Significance: As a commercial structure built by one of Elyria's leading families the Turner Block tells a story of commercial development in this community. The Turner and City Hall sections are contributors to the National Register-listed Elyria Downtown/West River Historic District. As the first City Hall in the county seat the middle section tells the story of government in the rapidly growing community. The new section does not have historic significance. The entire building, however, with the bank building on the north corner does retain this block's government and banking functions. Glass atriums connect each of three sections of Elyria City Hall.
Owner: City of Avon Lake. Applicant: Avon Lake Landmarks Preservation Society (ALLPS)
This house was built as a summer home on Lake Erie for Thomas Folger in 1902. Upon his return from the Civil War Mr. Folger purchased 265 acres in Avon Lake, this summer home was built on the northern 40 acres where Mr.
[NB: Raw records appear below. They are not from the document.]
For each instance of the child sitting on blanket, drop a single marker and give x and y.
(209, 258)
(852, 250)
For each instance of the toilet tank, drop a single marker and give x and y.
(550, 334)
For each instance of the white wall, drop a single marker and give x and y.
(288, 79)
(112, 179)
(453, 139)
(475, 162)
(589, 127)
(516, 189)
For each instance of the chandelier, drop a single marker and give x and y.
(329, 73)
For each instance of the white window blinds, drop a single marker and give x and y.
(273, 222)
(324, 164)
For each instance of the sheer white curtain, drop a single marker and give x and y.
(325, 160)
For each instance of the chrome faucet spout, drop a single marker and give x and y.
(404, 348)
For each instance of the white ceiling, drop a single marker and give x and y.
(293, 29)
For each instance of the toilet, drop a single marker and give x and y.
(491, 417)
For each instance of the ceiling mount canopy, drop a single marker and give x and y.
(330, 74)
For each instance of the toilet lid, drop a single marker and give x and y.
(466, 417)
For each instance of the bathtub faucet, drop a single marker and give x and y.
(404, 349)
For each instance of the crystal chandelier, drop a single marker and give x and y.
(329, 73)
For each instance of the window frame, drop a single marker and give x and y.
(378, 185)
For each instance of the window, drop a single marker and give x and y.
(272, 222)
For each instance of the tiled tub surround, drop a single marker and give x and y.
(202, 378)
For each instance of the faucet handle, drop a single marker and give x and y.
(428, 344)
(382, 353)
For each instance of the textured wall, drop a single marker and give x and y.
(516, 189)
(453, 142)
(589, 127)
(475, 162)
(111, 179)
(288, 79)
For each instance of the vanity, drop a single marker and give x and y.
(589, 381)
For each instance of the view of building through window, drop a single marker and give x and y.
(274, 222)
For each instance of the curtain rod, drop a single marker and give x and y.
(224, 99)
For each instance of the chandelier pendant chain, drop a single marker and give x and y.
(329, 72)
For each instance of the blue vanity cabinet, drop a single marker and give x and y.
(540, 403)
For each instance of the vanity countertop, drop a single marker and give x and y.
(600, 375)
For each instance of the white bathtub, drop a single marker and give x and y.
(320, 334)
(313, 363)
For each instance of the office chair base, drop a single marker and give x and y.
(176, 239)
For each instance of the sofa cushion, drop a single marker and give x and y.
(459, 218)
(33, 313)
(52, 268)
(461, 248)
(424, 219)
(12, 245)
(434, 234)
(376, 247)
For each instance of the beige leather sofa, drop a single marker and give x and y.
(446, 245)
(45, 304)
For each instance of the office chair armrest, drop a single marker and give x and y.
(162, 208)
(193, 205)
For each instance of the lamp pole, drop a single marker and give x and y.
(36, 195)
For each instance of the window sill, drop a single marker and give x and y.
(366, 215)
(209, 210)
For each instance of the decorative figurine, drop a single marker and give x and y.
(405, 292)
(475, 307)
Folgers started his grape growing business. Mr. Folger was Mayor of Elyria and an important wine vintner in the Village of Avon Lake. As Mayor of Elyria he oversaw the conversion from gas to electric streetlights.
After the death of his widow, Mrs. Folger in 1922, the three daughters sold the house. It changed hands many times between then and its purchase by the Avon Township in 1926. The village, and then the city, used the building for many purposes including office for the first full-time clerk, the Municipal Court and as city hall and then as a recreation center and for public and private meetings and social events. In the 1950s and 60s the city leased a part of the building for operation of a refreshment stand for beach goers. ALLPS now has a lease on the building and plans to return it to its community role.
Age: At 104 years this house met this criterion.
Significance: Built as the home of a local wine vintner and the Mayor of Elyria, the home was associated with a significant person in Lorain County history. As Avon Village's town hall and municipal court the building is significant for its role in local government. For its role in local events, dances and beach recreation the house is significant for its role in recreation. This house meets several significance criteria.
Integrity: This two-story, gable-end, wood frame house has a two-story, central projection with entrance way and gable roof. ALLPS has removed the steel siding and repaired and replaced, as needed, the shingles. In the interior they have removed several partition walls and installed a new hardwood floor on the first floor. This house meets the integrity criterion.
Approved as County Landmark April 26, 2006
Location: Between 6th and 7th Street and just off
Oberlin and Hamilton Avenues, Lorain.
In 1828 the trustees of Black River Township purchased 90 square rods (one square rod is equal to 30.25 square yards) at this site for a resident burial site. Today the site is less than one acre and is located in a residential neighborhood. It has an asphalt sidewalk down the middle. While many of the gravesites, including grave markers, were demolished, moved and destroyed over the years, the site is original and several gravesites have been identified. These include city founders Daniel T. Baldwin and Barna Meeker, Augustus Silverthorne, a civil war veteran and Clarissa Kneeland Porter, whose descendents were leading merchants.
Age: At 178 years, this cemetery meets the age criterion.
Significance: As the city of Lorain's first burial site, purchased by the township trustees, this site was very important to the community's development. Careful research and documentation has identified and reclaimed the gravesites of several of Lorain's early settlers. The cemetery meets this criterion for its significance in the development and growth of this community.
Integrity: This site is smaller than the original and most headstones have been lost, however, the site is original and the city retains its ownership and caretaker responsibility.
Recommendation: While the integrity of this site has been seriously challenged through reduction in size and new construction on all four sides, I recommend that the network approve this site as a county landmark.